MLB Concessionaires Still Confident About Pitch Clock Era Despite Reductions in Game Time
MLB Concessionaires Still Confident About Pitch Clock Era Despite Reductions in Game Time

Major League Baseball's newly implemented pitch clock has, so far, resulted in games being 17% shorter. As a result, some teams some teams have acted swiftly about beer and concession sales.

At least four teams – the Diamondbacks, Twins, Brewers and Rangers – have reacted to game shortages by extending beer sales into the eighth inning rather than stopping in the seventh, which had been standard across MLB entering 2023.

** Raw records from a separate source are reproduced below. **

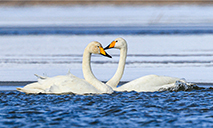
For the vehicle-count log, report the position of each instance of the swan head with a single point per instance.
(96, 48)
(118, 43)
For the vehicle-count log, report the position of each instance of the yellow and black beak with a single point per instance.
(111, 45)
(104, 53)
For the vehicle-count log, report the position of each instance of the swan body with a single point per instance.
(70, 83)
(149, 83)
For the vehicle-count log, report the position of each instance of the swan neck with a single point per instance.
(113, 82)
(89, 76)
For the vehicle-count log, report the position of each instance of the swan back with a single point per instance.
(94, 48)
(120, 44)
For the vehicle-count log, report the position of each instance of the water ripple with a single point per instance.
(120, 109)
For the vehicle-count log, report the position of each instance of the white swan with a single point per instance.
(147, 83)
(70, 83)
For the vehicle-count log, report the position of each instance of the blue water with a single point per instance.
(100, 30)
(121, 109)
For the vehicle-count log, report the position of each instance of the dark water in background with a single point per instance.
(120, 109)
(96, 30)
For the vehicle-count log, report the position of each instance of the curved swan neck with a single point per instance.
(89, 76)
(113, 82)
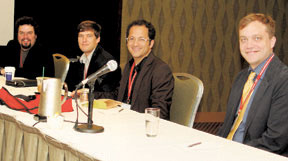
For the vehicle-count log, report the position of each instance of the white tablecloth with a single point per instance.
(124, 138)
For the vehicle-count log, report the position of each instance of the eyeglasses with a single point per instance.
(141, 40)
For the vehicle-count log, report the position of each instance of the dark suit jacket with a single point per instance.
(37, 58)
(105, 86)
(266, 125)
(153, 87)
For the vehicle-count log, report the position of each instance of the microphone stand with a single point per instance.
(89, 127)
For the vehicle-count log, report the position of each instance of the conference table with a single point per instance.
(123, 139)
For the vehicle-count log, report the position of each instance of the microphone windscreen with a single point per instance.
(112, 65)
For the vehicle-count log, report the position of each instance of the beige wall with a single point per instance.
(200, 37)
(7, 21)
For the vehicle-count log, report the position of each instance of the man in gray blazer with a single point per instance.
(146, 81)
(264, 124)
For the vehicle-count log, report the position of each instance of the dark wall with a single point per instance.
(58, 22)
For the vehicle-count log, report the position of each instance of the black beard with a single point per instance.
(26, 46)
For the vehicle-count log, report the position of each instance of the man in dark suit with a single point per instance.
(265, 113)
(147, 81)
(92, 59)
(26, 54)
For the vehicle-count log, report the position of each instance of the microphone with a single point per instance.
(109, 67)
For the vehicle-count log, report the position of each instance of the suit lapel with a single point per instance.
(124, 81)
(144, 70)
(270, 71)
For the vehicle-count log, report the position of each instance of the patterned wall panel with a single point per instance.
(200, 37)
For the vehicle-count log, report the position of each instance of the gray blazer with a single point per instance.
(153, 87)
(266, 126)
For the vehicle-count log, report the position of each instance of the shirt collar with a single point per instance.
(86, 59)
(257, 70)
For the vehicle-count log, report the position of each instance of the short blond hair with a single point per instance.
(262, 18)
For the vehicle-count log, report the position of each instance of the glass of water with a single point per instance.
(152, 116)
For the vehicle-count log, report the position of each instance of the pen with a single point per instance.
(194, 144)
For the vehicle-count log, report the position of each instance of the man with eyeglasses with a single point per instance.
(26, 54)
(146, 81)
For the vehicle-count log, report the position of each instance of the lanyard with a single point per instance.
(131, 81)
(255, 83)
(21, 63)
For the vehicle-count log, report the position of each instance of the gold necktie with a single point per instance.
(247, 87)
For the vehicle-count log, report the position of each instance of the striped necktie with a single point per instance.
(246, 90)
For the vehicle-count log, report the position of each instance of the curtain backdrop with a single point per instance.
(200, 37)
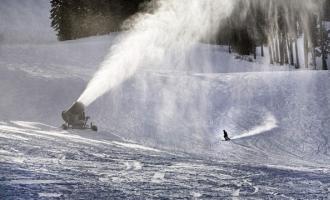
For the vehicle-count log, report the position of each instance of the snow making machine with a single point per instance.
(75, 118)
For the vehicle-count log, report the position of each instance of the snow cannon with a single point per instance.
(75, 118)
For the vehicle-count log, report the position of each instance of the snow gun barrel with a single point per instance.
(76, 109)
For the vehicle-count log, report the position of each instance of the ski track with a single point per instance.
(160, 131)
(64, 167)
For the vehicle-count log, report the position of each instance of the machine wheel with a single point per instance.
(65, 127)
(94, 128)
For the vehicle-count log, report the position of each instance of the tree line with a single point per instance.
(276, 24)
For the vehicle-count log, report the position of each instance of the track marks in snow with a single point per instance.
(268, 124)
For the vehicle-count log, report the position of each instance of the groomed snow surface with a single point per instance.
(161, 131)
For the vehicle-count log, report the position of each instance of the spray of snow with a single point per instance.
(269, 123)
(170, 26)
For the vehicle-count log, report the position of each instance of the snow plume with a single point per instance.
(169, 26)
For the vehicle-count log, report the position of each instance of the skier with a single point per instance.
(225, 135)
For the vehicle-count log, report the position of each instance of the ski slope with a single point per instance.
(161, 131)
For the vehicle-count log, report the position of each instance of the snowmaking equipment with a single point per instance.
(75, 118)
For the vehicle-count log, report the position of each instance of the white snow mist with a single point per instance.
(173, 25)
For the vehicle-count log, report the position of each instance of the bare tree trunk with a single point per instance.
(306, 50)
(324, 45)
(286, 48)
(281, 46)
(297, 54)
(276, 52)
(291, 52)
(270, 49)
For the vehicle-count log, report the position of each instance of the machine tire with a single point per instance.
(94, 128)
(65, 127)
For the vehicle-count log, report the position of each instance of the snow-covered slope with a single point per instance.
(162, 127)
(279, 114)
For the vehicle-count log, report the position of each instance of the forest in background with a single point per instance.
(277, 24)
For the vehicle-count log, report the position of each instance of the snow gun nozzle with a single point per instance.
(76, 109)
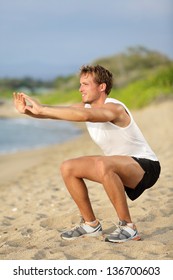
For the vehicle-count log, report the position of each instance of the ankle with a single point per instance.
(92, 223)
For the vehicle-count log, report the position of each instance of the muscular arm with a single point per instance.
(106, 112)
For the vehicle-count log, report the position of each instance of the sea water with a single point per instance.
(23, 134)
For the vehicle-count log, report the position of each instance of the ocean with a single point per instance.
(24, 134)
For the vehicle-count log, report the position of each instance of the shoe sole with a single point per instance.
(94, 234)
(135, 238)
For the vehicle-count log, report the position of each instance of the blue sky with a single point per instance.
(47, 38)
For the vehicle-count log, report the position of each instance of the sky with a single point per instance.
(46, 38)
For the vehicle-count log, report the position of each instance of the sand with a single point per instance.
(35, 206)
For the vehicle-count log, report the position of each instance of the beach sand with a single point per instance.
(35, 206)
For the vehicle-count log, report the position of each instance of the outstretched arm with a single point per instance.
(105, 113)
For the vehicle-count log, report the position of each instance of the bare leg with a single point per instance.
(112, 172)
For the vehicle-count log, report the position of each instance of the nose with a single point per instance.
(80, 88)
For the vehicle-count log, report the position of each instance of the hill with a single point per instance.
(141, 76)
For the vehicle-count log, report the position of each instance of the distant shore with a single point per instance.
(36, 207)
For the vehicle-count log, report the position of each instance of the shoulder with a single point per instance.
(78, 105)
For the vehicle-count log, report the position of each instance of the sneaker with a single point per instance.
(123, 233)
(82, 230)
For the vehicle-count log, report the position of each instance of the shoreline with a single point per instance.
(36, 207)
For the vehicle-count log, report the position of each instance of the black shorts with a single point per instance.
(152, 171)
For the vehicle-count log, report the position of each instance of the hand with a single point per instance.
(32, 105)
(19, 102)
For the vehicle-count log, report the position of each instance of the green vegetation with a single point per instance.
(141, 76)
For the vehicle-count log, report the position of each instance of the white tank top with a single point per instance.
(116, 140)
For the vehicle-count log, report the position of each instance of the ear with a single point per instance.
(102, 87)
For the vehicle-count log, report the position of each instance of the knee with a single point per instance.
(66, 168)
(102, 168)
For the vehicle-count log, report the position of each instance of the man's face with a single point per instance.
(89, 89)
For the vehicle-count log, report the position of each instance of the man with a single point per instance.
(128, 165)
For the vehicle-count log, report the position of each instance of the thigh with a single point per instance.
(94, 167)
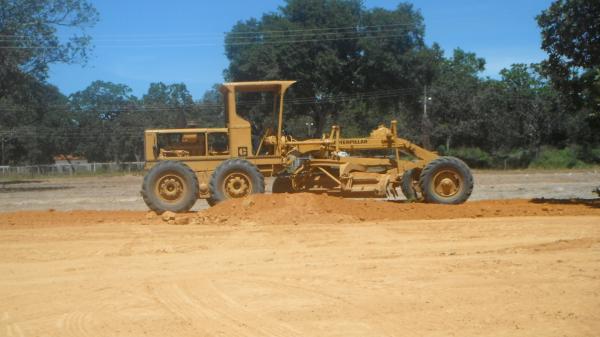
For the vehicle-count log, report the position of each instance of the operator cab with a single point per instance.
(239, 138)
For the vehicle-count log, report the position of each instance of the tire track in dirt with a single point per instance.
(210, 315)
(377, 323)
(12, 329)
(76, 324)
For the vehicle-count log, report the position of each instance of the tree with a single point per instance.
(169, 105)
(453, 113)
(30, 41)
(571, 36)
(334, 48)
(100, 110)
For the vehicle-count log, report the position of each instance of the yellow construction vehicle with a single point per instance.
(217, 164)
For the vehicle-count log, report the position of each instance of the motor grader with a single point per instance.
(217, 164)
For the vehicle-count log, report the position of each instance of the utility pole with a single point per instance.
(308, 126)
(425, 123)
(3, 139)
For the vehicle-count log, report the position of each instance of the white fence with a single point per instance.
(70, 169)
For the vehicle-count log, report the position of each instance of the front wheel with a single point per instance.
(235, 178)
(446, 180)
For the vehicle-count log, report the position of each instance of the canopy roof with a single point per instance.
(258, 86)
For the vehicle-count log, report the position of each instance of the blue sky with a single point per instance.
(502, 31)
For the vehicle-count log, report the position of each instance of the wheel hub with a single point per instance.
(170, 188)
(447, 183)
(237, 185)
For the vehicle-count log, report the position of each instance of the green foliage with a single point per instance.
(298, 43)
(473, 156)
(30, 41)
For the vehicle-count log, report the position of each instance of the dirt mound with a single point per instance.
(313, 208)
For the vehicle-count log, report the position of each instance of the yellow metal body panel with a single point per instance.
(329, 166)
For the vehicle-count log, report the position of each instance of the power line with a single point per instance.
(246, 40)
(259, 32)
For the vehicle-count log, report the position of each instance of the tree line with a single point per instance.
(356, 67)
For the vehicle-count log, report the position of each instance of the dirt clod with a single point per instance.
(168, 215)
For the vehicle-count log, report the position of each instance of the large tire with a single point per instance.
(409, 179)
(170, 186)
(446, 180)
(282, 184)
(235, 178)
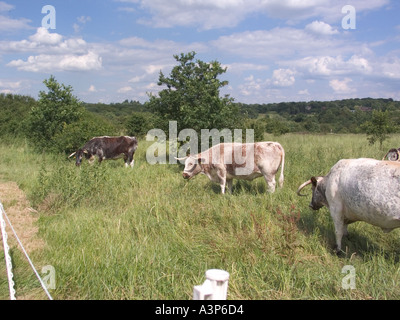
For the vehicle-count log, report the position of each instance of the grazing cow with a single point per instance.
(392, 155)
(225, 161)
(108, 148)
(358, 190)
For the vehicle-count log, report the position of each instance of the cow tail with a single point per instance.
(281, 178)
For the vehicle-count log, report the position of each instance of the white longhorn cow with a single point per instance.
(358, 190)
(226, 161)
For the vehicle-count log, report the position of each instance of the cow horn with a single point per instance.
(301, 188)
(180, 159)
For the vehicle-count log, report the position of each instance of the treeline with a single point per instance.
(340, 116)
(135, 118)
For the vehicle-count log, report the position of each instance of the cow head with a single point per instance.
(79, 155)
(192, 166)
(318, 199)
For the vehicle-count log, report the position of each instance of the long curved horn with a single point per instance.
(301, 188)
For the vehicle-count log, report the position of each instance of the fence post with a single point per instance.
(215, 287)
(7, 255)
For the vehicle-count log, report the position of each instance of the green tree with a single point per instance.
(55, 109)
(378, 128)
(192, 97)
(139, 123)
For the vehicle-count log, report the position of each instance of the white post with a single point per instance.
(214, 288)
(7, 255)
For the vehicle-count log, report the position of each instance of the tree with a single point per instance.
(192, 97)
(54, 110)
(378, 128)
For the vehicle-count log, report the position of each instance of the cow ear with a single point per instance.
(314, 181)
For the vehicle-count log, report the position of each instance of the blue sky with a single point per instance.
(274, 50)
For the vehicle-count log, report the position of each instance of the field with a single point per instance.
(146, 233)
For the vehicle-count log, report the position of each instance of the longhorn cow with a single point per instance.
(358, 190)
(226, 161)
(108, 148)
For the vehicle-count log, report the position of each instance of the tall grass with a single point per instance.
(146, 233)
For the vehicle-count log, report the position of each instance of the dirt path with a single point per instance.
(24, 221)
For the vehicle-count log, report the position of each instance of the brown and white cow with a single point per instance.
(108, 148)
(227, 161)
(358, 190)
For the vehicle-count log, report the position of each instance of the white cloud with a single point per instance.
(125, 89)
(321, 28)
(44, 37)
(341, 86)
(5, 6)
(9, 24)
(330, 66)
(283, 77)
(52, 63)
(279, 43)
(53, 53)
(211, 14)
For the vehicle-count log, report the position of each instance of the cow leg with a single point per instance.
(91, 160)
(129, 161)
(340, 229)
(229, 183)
(270, 179)
(222, 179)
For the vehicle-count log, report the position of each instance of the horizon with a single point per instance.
(274, 51)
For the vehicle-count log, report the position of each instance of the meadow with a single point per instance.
(146, 233)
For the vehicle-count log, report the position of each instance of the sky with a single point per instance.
(274, 50)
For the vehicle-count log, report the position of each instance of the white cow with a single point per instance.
(359, 190)
(226, 161)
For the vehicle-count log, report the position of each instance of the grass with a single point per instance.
(146, 233)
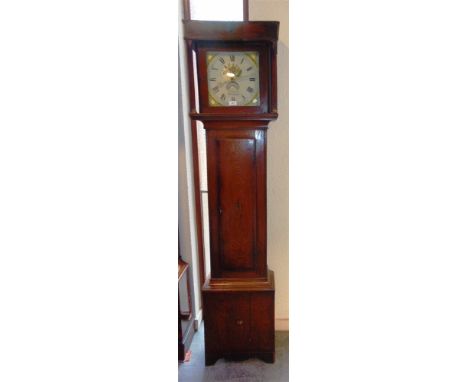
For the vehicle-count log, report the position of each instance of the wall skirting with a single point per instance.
(282, 324)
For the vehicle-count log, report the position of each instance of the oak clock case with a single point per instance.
(244, 73)
(238, 296)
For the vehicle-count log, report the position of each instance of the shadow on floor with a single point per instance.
(251, 370)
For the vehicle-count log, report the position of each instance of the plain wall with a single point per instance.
(278, 157)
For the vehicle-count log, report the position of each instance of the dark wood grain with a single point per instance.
(238, 298)
(231, 30)
(237, 201)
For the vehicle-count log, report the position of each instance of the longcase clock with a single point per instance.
(235, 89)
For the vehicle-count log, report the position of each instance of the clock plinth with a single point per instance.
(235, 81)
(239, 319)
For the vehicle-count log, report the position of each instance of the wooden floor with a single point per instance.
(251, 370)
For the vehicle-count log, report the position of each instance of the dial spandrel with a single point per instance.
(233, 78)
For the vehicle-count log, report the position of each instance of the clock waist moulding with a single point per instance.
(234, 94)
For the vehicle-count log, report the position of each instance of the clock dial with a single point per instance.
(233, 78)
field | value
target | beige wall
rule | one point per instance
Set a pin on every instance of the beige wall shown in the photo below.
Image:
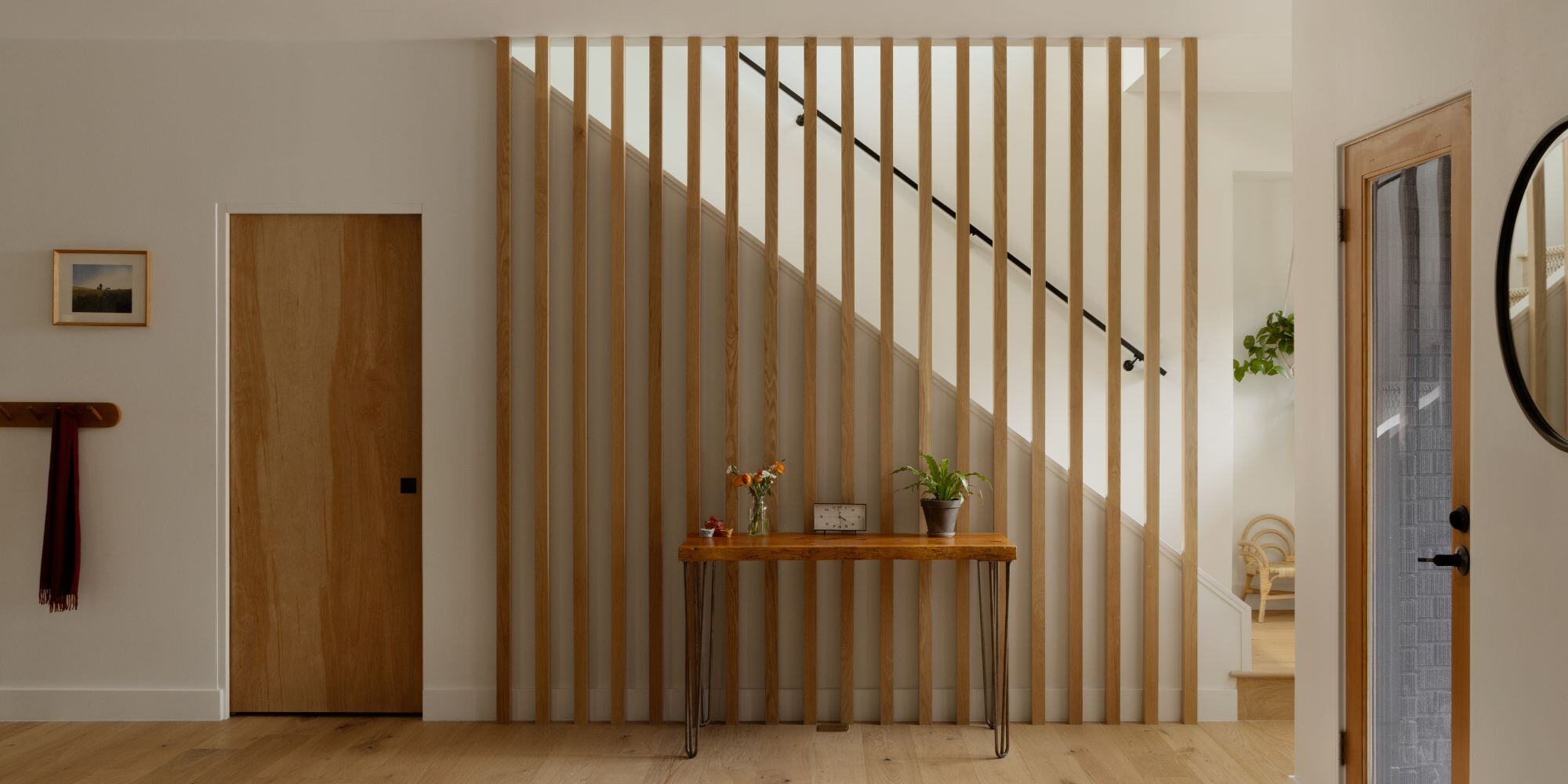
(1360, 67)
(137, 145)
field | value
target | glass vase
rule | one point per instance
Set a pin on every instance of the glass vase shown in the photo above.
(760, 517)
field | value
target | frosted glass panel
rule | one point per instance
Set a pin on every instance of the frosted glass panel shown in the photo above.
(1410, 477)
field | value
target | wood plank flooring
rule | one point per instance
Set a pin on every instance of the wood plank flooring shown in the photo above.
(357, 750)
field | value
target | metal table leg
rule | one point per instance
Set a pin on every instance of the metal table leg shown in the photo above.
(695, 575)
(1001, 581)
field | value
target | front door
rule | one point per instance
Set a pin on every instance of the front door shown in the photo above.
(1407, 435)
(324, 463)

In the early 1980s, virtually every team sold beer for the complete game, but concern over drunk driving and assaults left many teams no choice but to halt suds sales early.

By 1985, only eight MLB teams''— the Astros, Phillies, Pirates, Padres, Angels, Cardinals, Twins and Expos — had no time restrictions on selling beer. In fact, the Expos would serve beer until an hour the game, a policy still employed by most European soccer teams.

Six years later, almost all of those baseball teams had compromised. Gone was the 32-ouncer deep into the ninth inning. And even beer giants were forced to acquiesce.

In 1991, Anheuser-Busch — the largest beer producer in the United States — owned the St. Louis Cardinals. It’s no surprise that the Cardinals were the last team to enact policy changes, becoming the final MLB team to cut off beer sales after the seventh.

In a stroke of irony, there was a time that the Milwaukee Brewers, playing in Miller Park, were among the most progressive of teams, cutting off suds after the sixth.

But now the Brewers have flipped, allowing beer through the eighth inning. Rick Schlesinger, the team's head of business operations, told reporters that the team would monitor their new policy change and adjust it if safety becomes a larger issue.